Bu alandaki en dikkat çekici isim Samih Sawiris’tir. Orascom Development Holding’in kurucusu olan Sawiris, 1980’lerden itibaren El Gouna (Kızıldeniz) projesiyle Mısır turizmini sürdürülebilir, çevreyle uyumlu bir resort modeline taşıdı.

Sawiris yalnızca bir iş insanı değil, aynı zamanda bir kültür destekçisidir. Batı klasik müziği ve Arap musikisine duyduğu ilgiyi harmanlayarak, Sawiris Vakfı aracılığıyla sosyal sorumluluk, sanat ve eğitimi destekleyen bir vizyon geliştirdi. Samih Sawiris yalnızca bir yatırımcı değil, aynı zamanda kültürün koruyucusudur. Arap müziğini derinlemesine bilen, aynı zamanda Batı klasik müziğine tutkuyla bağlı olan Sawiris, kurduğu Sawiris Vakfı aracılığıyla müzik, sanat, eğitim ve toplumsal eşitlik projelerine büyük destek verdi.

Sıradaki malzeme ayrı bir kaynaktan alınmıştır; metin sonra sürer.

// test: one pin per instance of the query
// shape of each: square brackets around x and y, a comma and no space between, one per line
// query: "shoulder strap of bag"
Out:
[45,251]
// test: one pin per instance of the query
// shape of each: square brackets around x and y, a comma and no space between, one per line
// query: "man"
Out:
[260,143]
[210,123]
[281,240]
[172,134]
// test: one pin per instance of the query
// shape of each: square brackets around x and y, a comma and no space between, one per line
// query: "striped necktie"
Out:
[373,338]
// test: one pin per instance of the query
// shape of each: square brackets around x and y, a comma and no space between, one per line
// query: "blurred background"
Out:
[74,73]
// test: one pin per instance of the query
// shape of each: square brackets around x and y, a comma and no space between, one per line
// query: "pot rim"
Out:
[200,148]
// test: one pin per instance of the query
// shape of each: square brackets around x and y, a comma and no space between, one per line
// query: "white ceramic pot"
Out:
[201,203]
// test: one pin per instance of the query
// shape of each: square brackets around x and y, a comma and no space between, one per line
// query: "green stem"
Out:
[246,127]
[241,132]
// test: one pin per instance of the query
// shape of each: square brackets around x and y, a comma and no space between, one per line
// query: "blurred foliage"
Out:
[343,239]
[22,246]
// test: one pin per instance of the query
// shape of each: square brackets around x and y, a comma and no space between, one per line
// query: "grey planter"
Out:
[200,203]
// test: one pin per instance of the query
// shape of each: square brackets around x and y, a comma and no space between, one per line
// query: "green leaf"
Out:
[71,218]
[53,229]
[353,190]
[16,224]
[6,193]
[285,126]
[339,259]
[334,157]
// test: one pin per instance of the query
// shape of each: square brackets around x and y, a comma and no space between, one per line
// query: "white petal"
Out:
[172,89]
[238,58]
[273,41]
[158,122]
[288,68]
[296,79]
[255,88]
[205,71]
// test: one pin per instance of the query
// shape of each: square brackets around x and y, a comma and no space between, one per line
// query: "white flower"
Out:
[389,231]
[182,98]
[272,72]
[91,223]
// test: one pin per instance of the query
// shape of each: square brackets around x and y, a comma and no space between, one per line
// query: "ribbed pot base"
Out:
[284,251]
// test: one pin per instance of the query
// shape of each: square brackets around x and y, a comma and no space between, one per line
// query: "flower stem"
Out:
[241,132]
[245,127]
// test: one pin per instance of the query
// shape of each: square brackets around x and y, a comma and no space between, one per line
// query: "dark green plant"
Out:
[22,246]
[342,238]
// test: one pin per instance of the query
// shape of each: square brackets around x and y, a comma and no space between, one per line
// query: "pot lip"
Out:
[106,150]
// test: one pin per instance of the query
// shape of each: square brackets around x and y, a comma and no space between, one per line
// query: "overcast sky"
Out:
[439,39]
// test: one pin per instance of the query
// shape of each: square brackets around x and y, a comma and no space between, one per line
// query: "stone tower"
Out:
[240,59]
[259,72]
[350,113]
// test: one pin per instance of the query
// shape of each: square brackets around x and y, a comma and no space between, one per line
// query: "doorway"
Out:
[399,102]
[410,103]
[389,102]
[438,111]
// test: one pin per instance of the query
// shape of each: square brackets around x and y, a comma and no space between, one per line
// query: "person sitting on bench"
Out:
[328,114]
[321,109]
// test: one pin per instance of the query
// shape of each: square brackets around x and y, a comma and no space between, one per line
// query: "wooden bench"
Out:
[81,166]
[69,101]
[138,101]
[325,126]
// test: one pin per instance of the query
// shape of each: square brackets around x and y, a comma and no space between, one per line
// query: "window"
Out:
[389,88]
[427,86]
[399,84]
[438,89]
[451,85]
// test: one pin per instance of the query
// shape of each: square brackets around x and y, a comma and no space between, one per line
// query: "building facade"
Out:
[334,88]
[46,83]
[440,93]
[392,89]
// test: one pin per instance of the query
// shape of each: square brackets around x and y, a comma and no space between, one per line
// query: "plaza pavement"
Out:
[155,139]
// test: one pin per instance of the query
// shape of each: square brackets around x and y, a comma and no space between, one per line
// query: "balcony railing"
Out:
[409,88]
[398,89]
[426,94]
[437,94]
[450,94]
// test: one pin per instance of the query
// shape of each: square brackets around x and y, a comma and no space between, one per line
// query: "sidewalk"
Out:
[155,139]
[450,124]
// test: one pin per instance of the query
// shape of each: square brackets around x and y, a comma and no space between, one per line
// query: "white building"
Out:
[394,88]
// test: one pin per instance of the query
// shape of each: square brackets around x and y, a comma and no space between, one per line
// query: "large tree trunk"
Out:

El Gouna Film Festivali bu vizyonun en somut örneklerinden biridir; Ortadoğu’nun en nitelikli kültür etkinliklerinden biri haline geldi.

Ayrıca Umman’daki Salalah yatırımını, “Arap dünyasının turizmde marka destinasyonlar yaratması” fikriyle hayata geçirdi. Sawiris’in vizyonu yalnızca Mısır’la sınırlı kalmadı.

Umman’ın Salalah kentinde başlattığı yatırım, lüks ve doğallığı bir araya getiren yeni Arap turizm modelinin örneği oldu.

Bu modelde yüksek yapı yoktur, çevreye uyum ve bölgesel mimari esastır — tıpkı Kerim Ağa Han’ın Sardunya yaklaşımı gibi.

Salalah’da “Arap modernizmi”ni doğayla birleştiren oteller, Umman’ın turizm haritasını yeniden çizdi. Sawiris’in bütün yatırımlarında ona eşlik eden Kuzey Afrika mimarisine sıkısıkıya bağlı ve modern mimarinin gerekli ögeleriyle harmanlayan ve ünlü Mısırlı Mimar Adel Mokhtar vardı. Ayrıca bu yatırımları, geçen 10 yıllık sürede aynı sentezci felsefevi yönetimiyle zenginleştiren, arkadaşımız ve gazetemizde yıllardır köşe yazılarıyla yer alan Mehmet Tunç Müstecaplıoğlu’nu anmamız gerekir.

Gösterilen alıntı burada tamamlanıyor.